Personal Day

I admit that I often get quite nostalgic for Brooklyn, though I’m never really sure why. Was it the city itself? The apartment living? The long commute to work? The crowds? mmm… the restaurants? Nah, we have really good restaurants in Portland, so I’m not missing that.

Whatever it is, ultimately it represents an important part of my life. My early-mid 20’s. I had my first real jobs, my first real life outside of my family, my first real relationships. Big stuff. All in Brooklyn.

Naturally, it wasn’t all great. In spite of that, I have a tendancy to gloss over that whole period of my life. “Wasn’t it so great? I was young, carefree, everything was fun and pretty and wonderful and easy, etc.” When in reality, it was just as difficult and sucky and stressful and ugly as every time in life can be. My job was awesome, yet also drained my soul day by day in the way that working for a huge corporation will do. I loved riding the subway, but I also couldn’t wait to not have to ride the subway anymore. (I’m remembering in particular the woman who was essentially spooning me one afternoon while also holding my hand on the pole instead of just the pole. That sounds more sexual than it actually was. It was really that she just had no concept of personal space and was insulted when my friend asked her to get off of me. Good times.) Anyway, thank god that’s how my memory works. Mix up the good and the bad, and what comes out at the end is mostly just the good. And the funny.

So when I read things about NY, like about the tornado that touched down in Brooklyn yesterday, it brings me right back to living there. Cassie said it well, days like this are hell in the city. When you’re on the train and it suddenly gets stuck, all you can think about is how you want to get off that train. And that’s exactly what the other 150 people in your car are thinking. Only, you’re all stuck together. And some of you smell. And others of you are eating chicken salad out of a baggie with a plastic fork.

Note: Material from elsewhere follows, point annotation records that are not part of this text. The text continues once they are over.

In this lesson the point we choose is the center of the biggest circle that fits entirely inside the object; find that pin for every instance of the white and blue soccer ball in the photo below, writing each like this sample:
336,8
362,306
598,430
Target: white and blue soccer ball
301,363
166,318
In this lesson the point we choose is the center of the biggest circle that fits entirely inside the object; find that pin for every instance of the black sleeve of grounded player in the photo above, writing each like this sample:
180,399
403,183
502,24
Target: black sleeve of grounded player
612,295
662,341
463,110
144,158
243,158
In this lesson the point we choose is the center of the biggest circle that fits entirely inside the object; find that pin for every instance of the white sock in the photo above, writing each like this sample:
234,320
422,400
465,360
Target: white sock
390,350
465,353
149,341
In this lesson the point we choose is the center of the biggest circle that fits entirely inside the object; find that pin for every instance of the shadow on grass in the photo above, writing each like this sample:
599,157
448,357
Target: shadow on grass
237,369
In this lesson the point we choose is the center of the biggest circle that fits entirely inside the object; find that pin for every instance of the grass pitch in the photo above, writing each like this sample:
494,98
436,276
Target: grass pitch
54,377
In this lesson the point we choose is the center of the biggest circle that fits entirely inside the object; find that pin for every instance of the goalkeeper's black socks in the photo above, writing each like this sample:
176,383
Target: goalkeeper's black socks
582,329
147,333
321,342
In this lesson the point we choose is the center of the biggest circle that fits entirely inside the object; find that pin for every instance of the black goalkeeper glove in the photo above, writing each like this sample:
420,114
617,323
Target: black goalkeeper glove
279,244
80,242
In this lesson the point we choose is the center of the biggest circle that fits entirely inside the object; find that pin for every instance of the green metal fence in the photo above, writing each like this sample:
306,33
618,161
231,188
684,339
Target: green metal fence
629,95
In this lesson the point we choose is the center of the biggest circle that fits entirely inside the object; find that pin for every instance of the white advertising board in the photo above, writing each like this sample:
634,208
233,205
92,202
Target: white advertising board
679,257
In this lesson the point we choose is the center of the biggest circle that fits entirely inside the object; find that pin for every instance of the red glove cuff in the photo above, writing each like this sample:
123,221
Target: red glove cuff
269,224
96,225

The best scenario is when the train gets stuck and you haven’t gotten on it yet. “Oh, mass flooding? Bummer. Guess I’m going to be late for work. I’ll call that in.”

“Hi, boss? Yes, it’s Tonya. The F train is down and I don’t think it’s coming back up any time soon. I’m going to try to find a cab. I’ll be in as soon as I can.”

Only then, everyone in the city is trying to find a cab and you realize that instead of elbowing your way through a crowd to fight for a cab, what you really ought to do is just take the day off. Yes, that’s what you’ll do.

“Hi, boss? Yes, it’s Tonya again. Looks like it is going to take forever to get in town today. I could come in, but it probably won’t be until at least noon. What’s that? Yeah, I agree. It might be better to just try again tomorrow. I don’t have any meetings today anyway. All right then. Yup, I’ll see you tomorrow.”

And thus, the personal day was born. And all was good.

2 Responses to “Personal Day”

  1. neil Says:

    The problem when you’re your own boss is that whenver you want to call in, the line is always busy. If only you’d get off the phone so that you could get through to you to ask for a personal day!

  2. Clementine Cassie Says:

    Remember standing on the packed subway, the feeling of the sweat dripping down your back and legs, and realizing you have 20 more minutes until you get to work?

    Yeah. So glad not to have to do that anymore.

    Plus, at least your spooner was a chick. ‘Nuff said.